Substituted Service on State Officials

Far more problematic are state statutes permitting substituted service on state officials. This is common for foreign corporations that have registered to do business in the state (40 states), and somewhat less common for foreign corporations that do business without registering (17 states). In addition, 20 states have long-arm statutes that permit substituted service on unregistered corporations, registered corporations, or both.

Unlike affiliated companies, state officials have no preexisting relationships with the foreign defendants that would cause them to give notice of the lawsuit in the absence of a statutory obligation to do so. Many state statutes impose such an obligation. But even when a statute requires a state official to forward a copy of the service to the defendant, some courts have held that service is nevertheless complete when the state official is served, meaning that the Hague Service Convention need not be followed.

Again, an example may be useful. In a recent case, a South Carolina resident who was injured while using a Suzuki quadrunner sued the Japanese manufacturer and its U.S. subsidiary. Under a provision of South Carolina’s long-arm statute, a foreign company not authorized to do business in the state is deemed to appoint the secretary of state as its agent for service of process for suits that arise from doing business in the state. The Japanese Manufacturer argued that the provision’s requirement to forward a copy of the process to the defendant meant that a document would be transmitted for service abroad. Thus, the Hague Service Convention applied, and the document could not be sent by mail (a means of service to which Japan had objected under the Convention). But the U.S. district court disagreed. It read the statute to provide that service was complete when the secretary was served and interpreted the obligation to forward a copy as an additional means of providing notice rather than as a requirement for service.

In addition to South Carolina, courts in Kansas, New Mexico, and Rhode Island have read state statutes authorizing substituted service on state officials to avoid the Hague Service Convention. There is also support for this position in Maryland and New York, although the question has not yet been addressed in a Hague Convention case.

I argue that the South Carolina case and similar decisions are wrong. Under Mullane v. Central Hanover Bank & Trust Co.(1950), due process requires “notice reasonably calculated, under all the circumstances, to apprise interested parties of the pendency of the action.” Service on a state official does not meet this standard absent an obligation to transmit a copy of the service to the defendant abroad. And that obligation to transmit a document for service makes the Hague Service Convention applicable.

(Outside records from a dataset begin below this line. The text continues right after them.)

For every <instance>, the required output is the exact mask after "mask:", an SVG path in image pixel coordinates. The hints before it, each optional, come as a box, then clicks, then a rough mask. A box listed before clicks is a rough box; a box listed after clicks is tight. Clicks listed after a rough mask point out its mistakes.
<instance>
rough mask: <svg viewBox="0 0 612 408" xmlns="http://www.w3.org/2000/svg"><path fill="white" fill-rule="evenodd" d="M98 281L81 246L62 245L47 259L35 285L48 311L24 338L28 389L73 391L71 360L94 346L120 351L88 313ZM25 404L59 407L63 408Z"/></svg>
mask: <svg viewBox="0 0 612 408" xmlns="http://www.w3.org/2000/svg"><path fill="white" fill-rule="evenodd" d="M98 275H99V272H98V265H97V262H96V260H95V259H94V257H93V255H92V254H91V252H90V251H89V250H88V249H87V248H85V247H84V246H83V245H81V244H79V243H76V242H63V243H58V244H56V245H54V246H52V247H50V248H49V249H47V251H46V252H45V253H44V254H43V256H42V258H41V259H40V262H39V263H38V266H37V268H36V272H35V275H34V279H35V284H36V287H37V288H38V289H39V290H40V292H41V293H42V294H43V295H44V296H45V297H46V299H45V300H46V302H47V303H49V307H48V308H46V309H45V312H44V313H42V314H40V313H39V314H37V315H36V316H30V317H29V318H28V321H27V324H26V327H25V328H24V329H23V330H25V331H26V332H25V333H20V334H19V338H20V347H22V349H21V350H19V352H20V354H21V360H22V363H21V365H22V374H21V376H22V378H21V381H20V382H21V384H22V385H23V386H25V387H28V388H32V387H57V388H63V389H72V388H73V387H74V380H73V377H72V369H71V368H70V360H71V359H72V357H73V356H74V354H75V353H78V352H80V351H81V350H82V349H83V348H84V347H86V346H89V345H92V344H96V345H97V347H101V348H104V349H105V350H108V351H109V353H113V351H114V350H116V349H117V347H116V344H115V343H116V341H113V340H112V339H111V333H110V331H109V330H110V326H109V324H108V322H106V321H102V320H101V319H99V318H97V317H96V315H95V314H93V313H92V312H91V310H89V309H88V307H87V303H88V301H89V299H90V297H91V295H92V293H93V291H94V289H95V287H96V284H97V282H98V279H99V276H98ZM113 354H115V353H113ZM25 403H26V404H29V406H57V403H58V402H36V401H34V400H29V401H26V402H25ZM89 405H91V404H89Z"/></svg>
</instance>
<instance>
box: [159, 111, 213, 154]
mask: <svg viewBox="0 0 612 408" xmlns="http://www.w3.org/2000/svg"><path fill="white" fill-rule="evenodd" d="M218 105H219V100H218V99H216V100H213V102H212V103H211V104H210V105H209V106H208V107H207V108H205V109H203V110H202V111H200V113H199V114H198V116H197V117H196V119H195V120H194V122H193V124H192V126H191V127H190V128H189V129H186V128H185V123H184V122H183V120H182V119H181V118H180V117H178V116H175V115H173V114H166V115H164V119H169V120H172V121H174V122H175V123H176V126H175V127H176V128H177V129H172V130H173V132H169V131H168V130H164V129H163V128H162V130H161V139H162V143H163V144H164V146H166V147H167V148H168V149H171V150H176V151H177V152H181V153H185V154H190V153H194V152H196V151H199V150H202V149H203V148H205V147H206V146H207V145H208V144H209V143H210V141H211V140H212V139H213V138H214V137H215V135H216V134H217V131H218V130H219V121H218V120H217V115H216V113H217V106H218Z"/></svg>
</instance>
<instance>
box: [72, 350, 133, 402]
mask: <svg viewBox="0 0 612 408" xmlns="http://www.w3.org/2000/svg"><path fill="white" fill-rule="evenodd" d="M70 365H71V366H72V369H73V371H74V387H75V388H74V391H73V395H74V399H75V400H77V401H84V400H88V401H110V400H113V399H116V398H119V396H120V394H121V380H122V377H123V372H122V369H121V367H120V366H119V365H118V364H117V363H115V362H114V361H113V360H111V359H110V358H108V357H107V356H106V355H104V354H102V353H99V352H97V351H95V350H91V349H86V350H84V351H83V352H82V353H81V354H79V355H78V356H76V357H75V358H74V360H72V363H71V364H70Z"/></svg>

The Importance of State Law in Transnational Litigation

Statutes permitting substituted service are just one example of state laws that impact transnational litigation. Such statutes affect litigation not just in state court but also in federal court, since under Federal Rules of Civil Procedure 4(e)(1) and (h)(1) service can be made within a judicial district by following the procedures of state law.

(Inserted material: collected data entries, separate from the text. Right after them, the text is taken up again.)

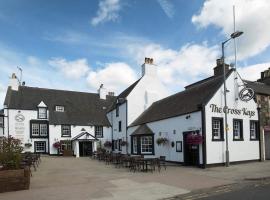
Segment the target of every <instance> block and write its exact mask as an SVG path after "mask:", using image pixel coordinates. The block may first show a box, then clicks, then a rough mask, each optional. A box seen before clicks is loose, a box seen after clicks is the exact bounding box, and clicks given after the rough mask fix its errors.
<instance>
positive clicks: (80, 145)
mask: <svg viewBox="0 0 270 200" xmlns="http://www.w3.org/2000/svg"><path fill="white" fill-rule="evenodd" d="M79 150H80V157H83V156H91V155H92V152H93V148H92V142H91V141H81V142H79Z"/></svg>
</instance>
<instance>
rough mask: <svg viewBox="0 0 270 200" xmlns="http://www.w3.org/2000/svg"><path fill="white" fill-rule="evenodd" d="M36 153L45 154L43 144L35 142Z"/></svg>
mask: <svg viewBox="0 0 270 200" xmlns="http://www.w3.org/2000/svg"><path fill="white" fill-rule="evenodd" d="M35 150H36V152H46V143H45V142H36V149H35Z"/></svg>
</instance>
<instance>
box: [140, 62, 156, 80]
mask: <svg viewBox="0 0 270 200" xmlns="http://www.w3.org/2000/svg"><path fill="white" fill-rule="evenodd" d="M153 62H154V60H153V58H145V59H144V64H143V65H142V76H156V75H157V66H156V65H154V64H153Z"/></svg>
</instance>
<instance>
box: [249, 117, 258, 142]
mask: <svg viewBox="0 0 270 200" xmlns="http://www.w3.org/2000/svg"><path fill="white" fill-rule="evenodd" d="M250 139H253V140H256V139H257V122H255V121H250Z"/></svg>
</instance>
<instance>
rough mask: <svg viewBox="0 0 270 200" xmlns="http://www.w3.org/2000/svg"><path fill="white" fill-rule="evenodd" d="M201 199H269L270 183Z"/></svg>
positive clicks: (242, 199)
mask: <svg viewBox="0 0 270 200" xmlns="http://www.w3.org/2000/svg"><path fill="white" fill-rule="evenodd" d="M200 199H201V200H216V199H218V200H234V199H235V200H253V199H254V200H269V199H270V183H268V184H259V185H253V186H248V187H244V188H242V189H240V190H236V191H231V192H227V193H223V194H220V195H215V196H210V197H205V198H200Z"/></svg>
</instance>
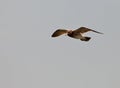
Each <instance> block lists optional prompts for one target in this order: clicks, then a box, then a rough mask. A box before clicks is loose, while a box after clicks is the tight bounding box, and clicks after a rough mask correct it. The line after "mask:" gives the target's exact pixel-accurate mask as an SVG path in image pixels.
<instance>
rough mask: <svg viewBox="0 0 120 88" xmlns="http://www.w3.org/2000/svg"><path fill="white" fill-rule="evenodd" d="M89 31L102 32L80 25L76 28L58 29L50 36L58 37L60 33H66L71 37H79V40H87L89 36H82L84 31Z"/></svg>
mask: <svg viewBox="0 0 120 88" xmlns="http://www.w3.org/2000/svg"><path fill="white" fill-rule="evenodd" d="M89 31H92V32H95V33H99V34H103V33H101V32H98V31H95V30H92V29H89V28H86V27H80V28H78V29H76V30H66V29H58V30H56V31H55V32H54V33H53V34H52V36H51V37H58V36H60V35H63V34H67V36H69V37H71V38H75V39H80V40H81V41H89V40H90V39H91V37H87V36H83V34H84V33H86V32H89Z"/></svg>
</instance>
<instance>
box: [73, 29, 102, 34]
mask: <svg viewBox="0 0 120 88" xmlns="http://www.w3.org/2000/svg"><path fill="white" fill-rule="evenodd" d="M88 31H92V32H96V33H99V34H103V33H101V32H98V31H95V30H92V29H89V28H86V27H80V28H78V29H76V30H74V32H79V33H86V32H88Z"/></svg>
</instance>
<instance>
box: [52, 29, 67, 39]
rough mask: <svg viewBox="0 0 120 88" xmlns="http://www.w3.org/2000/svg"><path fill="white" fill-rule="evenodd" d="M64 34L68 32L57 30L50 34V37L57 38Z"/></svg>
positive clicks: (60, 29)
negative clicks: (60, 35)
mask: <svg viewBox="0 0 120 88" xmlns="http://www.w3.org/2000/svg"><path fill="white" fill-rule="evenodd" d="M65 33H68V30H65V29H58V30H56V31H55V32H54V33H53V34H52V37H58V36H60V35H62V34H65Z"/></svg>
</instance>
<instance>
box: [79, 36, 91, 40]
mask: <svg viewBox="0 0 120 88" xmlns="http://www.w3.org/2000/svg"><path fill="white" fill-rule="evenodd" d="M90 39H91V37H84V38H83V39H80V40H82V41H89V40H90Z"/></svg>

Other examples include state rules on personal jurisdiction, which are incorporated in Federal Rule 4(k)(1)(A), as well state rules on choice-of-law and the recognition and enforcement of foreign judgments, which federal courts are required to apply when sitting in diversity. Some states have their own presumptions against extraterritoriality that apply to state statutes, and almost all states have their own doctrines of forum non conveniens, which often differ from the federal doctrine. Although law professors and their students typically ignore state law when studying Civil Procedure and Transnational Litigation, practicing lawyers cannot afford to do so.